Peter Thiel is a deep thinker. I say that because some of my friends in the Bay Area whom I respect for being punctilious practitioners of cognitive hygiene nevertheless exhibit awe in relation to their conversations with him (for what it’s worth, most do not agree with his politics). Though Thiel has the standard educational qualifications and cognitive abilities of America’s ruling class, I think the key aspect is that people perceive in him a deep cunning which is very unnerving. This cunning is why he is a successful entrepreneur, and not an affluent lawyer on staff at a major tech firm.

Zero To One has many insights for the typical reader, though perhaps less so for those steeped in economic history, endogenous growth theory, or evolutionary biology. The novelty is in a situation of scientific ways of viewing in the world in the business and tech landscape of Silicon Valley.

But one way of talking that Thiel expresses skepticism of is the “Darwinian” language of competition employed by many people in business. I think here he misses the mark because he conceives of Darwinian processes in purely biological terms. As it is, a lot of the ideas in the field of cultural evolution, which models inter-group human dynamics, dovetails with recommendations in Zero To One.

Probably the biggest takeaway for me was the importance of asabiyyah in the likelihood of the long-term success of a firm. But anyone who has worked at a start-up knows this intuitively. Financial alignment of interests are necessary, but not sufficient. Culture matters.

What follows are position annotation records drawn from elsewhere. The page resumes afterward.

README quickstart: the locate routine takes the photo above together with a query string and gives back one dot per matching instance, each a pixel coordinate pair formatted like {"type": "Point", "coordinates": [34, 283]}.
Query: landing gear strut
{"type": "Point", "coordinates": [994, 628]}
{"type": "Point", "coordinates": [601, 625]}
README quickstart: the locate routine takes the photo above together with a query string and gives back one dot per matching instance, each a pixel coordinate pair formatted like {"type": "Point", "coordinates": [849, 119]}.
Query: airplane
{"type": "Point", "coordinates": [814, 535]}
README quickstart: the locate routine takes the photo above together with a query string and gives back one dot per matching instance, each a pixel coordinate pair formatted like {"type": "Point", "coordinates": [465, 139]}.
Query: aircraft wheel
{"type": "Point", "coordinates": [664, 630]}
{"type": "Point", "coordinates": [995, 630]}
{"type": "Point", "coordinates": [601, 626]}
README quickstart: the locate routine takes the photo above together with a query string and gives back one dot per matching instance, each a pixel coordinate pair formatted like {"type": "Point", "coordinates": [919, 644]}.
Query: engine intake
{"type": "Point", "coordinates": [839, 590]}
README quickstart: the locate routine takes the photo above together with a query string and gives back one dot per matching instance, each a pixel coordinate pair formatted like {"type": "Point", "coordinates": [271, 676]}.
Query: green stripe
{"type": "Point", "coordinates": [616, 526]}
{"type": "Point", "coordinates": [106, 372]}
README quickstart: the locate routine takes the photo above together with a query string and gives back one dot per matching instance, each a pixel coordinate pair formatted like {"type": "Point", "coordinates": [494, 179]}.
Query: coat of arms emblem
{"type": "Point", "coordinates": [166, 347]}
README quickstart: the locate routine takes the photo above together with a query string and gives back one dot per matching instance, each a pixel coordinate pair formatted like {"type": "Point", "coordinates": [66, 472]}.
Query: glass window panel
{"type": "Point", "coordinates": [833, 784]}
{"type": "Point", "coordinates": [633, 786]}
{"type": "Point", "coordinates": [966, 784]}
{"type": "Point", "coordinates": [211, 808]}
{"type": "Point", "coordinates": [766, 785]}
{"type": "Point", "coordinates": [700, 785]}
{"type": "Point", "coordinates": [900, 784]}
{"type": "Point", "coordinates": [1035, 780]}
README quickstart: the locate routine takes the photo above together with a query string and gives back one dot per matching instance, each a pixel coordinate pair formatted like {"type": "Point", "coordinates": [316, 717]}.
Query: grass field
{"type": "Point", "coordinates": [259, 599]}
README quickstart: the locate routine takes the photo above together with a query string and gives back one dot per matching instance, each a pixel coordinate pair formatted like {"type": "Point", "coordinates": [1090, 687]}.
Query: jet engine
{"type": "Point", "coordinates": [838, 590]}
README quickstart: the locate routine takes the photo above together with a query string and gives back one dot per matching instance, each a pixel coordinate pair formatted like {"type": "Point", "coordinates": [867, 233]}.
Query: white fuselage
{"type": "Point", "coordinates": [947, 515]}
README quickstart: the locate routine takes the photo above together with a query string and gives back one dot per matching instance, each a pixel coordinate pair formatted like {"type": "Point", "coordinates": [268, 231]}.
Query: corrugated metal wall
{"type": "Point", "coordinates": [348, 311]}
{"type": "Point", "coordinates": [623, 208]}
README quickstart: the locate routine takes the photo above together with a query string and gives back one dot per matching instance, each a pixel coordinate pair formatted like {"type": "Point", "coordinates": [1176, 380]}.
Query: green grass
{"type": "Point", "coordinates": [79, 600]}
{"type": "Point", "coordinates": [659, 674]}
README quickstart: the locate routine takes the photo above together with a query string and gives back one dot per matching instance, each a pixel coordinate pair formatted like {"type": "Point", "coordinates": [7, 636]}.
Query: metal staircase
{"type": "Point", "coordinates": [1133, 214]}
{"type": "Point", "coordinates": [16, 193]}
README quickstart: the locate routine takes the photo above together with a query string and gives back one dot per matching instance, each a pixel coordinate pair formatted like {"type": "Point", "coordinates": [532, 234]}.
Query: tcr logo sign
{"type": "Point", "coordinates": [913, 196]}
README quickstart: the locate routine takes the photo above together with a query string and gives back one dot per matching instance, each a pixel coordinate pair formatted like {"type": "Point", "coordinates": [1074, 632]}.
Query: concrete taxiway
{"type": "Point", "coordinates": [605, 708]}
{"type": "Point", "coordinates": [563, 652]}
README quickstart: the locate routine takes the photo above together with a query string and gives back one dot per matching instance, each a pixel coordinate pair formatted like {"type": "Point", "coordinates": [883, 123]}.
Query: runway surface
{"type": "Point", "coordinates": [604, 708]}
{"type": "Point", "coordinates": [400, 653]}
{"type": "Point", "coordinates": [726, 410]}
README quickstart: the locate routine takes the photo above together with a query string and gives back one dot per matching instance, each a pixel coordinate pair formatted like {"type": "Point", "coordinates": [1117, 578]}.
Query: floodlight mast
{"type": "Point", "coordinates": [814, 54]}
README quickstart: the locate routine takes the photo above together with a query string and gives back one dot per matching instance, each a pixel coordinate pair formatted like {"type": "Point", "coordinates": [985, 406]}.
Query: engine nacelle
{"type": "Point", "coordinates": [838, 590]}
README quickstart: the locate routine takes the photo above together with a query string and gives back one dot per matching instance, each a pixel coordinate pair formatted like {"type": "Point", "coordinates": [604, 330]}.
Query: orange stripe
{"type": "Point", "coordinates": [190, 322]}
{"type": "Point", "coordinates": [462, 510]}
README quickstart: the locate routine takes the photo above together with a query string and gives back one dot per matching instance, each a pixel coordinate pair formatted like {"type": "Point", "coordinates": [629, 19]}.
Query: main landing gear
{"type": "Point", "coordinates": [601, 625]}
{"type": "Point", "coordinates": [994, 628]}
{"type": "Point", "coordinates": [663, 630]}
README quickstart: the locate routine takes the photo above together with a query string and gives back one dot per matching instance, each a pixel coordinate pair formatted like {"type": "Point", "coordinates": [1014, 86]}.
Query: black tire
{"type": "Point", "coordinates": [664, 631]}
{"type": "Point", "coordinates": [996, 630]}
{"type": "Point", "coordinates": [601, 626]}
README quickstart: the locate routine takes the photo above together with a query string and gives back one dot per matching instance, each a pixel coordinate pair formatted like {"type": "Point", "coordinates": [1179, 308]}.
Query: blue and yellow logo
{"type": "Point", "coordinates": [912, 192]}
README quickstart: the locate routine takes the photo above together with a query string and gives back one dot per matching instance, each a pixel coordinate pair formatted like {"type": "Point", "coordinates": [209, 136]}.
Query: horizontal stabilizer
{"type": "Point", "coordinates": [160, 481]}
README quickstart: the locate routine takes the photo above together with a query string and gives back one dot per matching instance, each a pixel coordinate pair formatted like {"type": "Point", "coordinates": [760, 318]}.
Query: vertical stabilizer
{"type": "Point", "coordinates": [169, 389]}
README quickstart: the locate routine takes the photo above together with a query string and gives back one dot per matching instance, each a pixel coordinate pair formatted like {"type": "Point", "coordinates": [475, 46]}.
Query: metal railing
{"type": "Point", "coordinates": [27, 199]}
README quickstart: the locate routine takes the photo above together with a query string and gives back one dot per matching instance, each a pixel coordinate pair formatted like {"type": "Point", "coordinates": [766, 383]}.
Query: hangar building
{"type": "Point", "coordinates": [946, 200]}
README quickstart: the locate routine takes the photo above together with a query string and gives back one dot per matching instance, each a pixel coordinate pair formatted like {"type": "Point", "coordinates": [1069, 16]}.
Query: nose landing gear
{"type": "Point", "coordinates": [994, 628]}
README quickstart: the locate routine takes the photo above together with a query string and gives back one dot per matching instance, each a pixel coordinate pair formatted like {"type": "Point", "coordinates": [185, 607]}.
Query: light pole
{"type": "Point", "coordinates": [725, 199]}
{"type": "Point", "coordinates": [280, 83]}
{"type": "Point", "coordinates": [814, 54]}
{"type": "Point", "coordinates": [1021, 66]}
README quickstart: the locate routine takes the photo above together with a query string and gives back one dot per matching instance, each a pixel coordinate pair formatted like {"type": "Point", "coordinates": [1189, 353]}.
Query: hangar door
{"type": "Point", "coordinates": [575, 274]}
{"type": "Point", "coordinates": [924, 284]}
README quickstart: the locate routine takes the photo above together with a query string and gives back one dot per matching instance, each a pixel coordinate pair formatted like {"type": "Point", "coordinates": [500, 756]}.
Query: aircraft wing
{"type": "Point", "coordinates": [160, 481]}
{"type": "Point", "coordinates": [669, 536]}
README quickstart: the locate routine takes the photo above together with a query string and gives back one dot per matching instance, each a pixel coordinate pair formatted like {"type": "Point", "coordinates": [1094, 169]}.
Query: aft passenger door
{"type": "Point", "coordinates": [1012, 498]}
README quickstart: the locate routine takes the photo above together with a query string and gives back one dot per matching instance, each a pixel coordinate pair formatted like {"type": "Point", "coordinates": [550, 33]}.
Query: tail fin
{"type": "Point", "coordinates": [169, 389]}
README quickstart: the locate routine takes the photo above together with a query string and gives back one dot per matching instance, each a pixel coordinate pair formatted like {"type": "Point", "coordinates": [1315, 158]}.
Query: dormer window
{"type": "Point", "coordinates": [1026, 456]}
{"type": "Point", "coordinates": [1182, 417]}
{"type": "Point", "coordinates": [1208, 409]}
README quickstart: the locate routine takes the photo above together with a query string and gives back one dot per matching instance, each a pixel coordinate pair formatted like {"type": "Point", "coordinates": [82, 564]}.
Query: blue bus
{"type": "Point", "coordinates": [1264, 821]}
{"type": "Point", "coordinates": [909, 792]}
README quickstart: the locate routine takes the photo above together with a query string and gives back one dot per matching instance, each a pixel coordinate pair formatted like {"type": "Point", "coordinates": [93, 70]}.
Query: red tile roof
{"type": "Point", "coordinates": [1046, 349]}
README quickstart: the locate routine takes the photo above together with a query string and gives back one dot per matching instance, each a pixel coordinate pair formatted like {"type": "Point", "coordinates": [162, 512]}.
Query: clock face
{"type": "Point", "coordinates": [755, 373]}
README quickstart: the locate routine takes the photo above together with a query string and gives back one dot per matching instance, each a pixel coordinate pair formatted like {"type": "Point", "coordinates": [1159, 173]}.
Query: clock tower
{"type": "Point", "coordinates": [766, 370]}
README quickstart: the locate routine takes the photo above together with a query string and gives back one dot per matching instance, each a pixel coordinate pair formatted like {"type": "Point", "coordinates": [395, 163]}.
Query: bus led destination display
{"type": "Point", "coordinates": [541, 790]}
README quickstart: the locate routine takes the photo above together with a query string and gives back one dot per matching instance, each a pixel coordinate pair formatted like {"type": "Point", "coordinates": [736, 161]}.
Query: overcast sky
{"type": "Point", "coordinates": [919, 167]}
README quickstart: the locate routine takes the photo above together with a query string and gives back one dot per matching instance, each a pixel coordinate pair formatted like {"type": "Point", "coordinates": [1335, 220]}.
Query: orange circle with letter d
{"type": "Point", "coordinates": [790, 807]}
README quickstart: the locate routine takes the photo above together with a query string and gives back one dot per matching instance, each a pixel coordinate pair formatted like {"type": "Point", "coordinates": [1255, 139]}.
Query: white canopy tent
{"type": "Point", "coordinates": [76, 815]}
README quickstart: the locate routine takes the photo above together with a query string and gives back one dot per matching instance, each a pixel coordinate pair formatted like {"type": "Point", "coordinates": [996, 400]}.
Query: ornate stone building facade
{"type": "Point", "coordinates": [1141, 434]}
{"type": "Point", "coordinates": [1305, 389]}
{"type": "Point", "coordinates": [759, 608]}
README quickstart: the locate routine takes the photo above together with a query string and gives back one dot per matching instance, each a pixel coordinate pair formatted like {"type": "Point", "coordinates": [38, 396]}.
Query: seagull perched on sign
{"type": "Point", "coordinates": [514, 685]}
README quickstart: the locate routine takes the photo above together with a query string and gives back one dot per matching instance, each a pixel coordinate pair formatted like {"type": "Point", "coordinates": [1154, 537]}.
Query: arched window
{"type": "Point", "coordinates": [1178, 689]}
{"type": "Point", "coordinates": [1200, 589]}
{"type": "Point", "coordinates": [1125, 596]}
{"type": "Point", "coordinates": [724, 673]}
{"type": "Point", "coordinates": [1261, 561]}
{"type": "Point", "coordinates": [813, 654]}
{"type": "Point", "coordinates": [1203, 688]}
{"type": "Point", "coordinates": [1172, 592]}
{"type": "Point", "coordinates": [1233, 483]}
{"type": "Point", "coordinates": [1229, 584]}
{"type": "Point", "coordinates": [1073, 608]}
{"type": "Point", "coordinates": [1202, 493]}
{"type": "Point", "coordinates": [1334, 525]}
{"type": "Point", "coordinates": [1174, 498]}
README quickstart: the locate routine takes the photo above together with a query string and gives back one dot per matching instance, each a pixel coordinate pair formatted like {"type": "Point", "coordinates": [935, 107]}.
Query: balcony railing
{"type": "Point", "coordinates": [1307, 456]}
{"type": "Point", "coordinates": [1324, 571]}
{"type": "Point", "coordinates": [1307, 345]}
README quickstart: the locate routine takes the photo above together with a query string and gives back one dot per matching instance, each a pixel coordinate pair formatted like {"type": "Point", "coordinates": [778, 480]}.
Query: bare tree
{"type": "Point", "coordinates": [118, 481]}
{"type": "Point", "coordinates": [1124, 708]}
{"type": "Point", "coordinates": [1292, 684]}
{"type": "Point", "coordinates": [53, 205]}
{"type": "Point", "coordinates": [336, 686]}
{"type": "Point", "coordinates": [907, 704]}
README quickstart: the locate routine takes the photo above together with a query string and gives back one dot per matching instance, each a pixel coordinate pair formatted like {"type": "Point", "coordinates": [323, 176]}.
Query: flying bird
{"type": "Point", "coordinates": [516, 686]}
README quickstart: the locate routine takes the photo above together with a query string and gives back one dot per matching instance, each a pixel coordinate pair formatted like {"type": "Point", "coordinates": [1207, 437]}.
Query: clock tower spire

One thought on “Why Darwinian metaphors work for start-ups

  1. Interesting as always. Really enjoyed the book and hope you’re not posting on it. Thiel is often quite measured and calm in rhetoric but you might enjoy the only time I have seen him let loose. Peculiarly it was directed at Eric Schmidt as he was sitting next to him:
    He is incredibly sharp. He could be a quite formidable and useful public intellectual if he chose to. His defence of his support for Trump was also quite good given the inherent restraints attached with his candidacy.

    If you’re on a startup reading binge then I can recommend Ken Segall’s Insanely Simple. My tech partner told me is the closest you can get to a Steve Jobsian way of doing business.